- Born: 1945 (age 80–81) Ōtaki, New Zealand
- Known for: Painting, music composition
- Movement: Surrealism

= Brent Wong =

New Zealand painter (born 1945)

Brent Wong (born 1945) is a New Zealand surrealist painter and music composer.

==Early life==
Wong was born in 1945 in Ōtaki, New Zealand. His family moved to Wellington in 1949, where he has subsequently lived. As a child, he had difficulty reading, which led him towards drawing as an alternative means of self-expression. He briefly studied at Wellington Polytechnic's School of Design in 1963 before dropping out, and in 1965 began working for the Dominion newspaper.

==Art career==
Wong claims artistic influence from Turner, Kandinsky, Klee, and Andrew Wyeth. He is famous for his surrealist land, sea, and cloudscapes along with entirely abstract works.

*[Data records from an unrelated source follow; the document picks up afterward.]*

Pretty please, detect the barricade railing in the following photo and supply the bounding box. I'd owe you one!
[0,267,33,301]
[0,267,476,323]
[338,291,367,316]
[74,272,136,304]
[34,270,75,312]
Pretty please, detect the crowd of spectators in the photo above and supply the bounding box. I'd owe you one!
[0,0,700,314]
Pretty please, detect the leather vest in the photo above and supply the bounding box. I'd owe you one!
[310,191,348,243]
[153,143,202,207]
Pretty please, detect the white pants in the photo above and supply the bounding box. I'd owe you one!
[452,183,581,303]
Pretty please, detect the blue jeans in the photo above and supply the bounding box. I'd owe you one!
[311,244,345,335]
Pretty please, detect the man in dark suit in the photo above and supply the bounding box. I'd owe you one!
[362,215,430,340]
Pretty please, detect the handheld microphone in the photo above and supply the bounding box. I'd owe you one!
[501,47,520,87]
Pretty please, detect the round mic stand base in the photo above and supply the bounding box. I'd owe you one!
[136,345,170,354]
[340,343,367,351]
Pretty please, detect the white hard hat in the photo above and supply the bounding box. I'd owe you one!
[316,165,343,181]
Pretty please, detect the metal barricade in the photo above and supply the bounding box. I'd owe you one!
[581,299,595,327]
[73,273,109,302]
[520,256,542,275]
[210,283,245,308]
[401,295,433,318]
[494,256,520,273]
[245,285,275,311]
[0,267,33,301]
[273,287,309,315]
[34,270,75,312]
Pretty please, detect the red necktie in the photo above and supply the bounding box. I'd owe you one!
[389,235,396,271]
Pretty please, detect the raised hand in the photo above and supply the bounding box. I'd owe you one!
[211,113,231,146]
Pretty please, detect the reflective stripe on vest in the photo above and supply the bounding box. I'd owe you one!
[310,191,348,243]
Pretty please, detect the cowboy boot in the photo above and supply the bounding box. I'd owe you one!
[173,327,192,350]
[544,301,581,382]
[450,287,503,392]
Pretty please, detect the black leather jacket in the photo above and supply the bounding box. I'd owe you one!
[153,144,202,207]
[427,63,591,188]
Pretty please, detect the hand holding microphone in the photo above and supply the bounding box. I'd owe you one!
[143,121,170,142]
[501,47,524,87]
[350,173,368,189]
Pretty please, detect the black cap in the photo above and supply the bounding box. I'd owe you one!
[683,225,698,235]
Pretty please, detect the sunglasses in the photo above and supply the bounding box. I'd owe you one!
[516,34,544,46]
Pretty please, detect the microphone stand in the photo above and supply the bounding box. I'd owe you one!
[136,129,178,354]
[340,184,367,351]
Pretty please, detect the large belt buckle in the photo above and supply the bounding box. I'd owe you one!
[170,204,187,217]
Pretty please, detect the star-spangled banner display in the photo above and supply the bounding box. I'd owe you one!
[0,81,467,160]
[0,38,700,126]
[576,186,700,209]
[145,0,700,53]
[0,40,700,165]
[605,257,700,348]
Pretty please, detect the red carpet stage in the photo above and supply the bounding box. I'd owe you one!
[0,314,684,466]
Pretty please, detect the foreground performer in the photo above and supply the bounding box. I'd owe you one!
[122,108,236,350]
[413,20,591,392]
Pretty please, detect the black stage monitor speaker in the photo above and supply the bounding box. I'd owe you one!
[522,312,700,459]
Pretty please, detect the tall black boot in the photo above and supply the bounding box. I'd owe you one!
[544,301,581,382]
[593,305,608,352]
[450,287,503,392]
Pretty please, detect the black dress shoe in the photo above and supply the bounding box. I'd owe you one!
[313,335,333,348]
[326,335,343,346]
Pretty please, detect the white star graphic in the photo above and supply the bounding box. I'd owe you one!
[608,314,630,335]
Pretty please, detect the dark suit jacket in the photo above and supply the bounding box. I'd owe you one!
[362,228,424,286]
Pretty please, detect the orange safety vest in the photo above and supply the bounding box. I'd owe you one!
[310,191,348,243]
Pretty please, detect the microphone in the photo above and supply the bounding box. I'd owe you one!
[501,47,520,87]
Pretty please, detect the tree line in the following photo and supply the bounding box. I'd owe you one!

Wong first exhibited his paintings in 1967 at the New Zealand Academy of Fine Arts and his first solo exhibition was in 1969 at the Rothmans Gallery in Wellington, where he presented 12 paintings. The solo exhibition "excited extravagant critical attention: and overnight established the previously unknown Brent Wong as an important painter in the local context."

He quit painting in 2008 to pursue musical composition. In 2026, there was an exhibition of his paintings at Toi Mahara.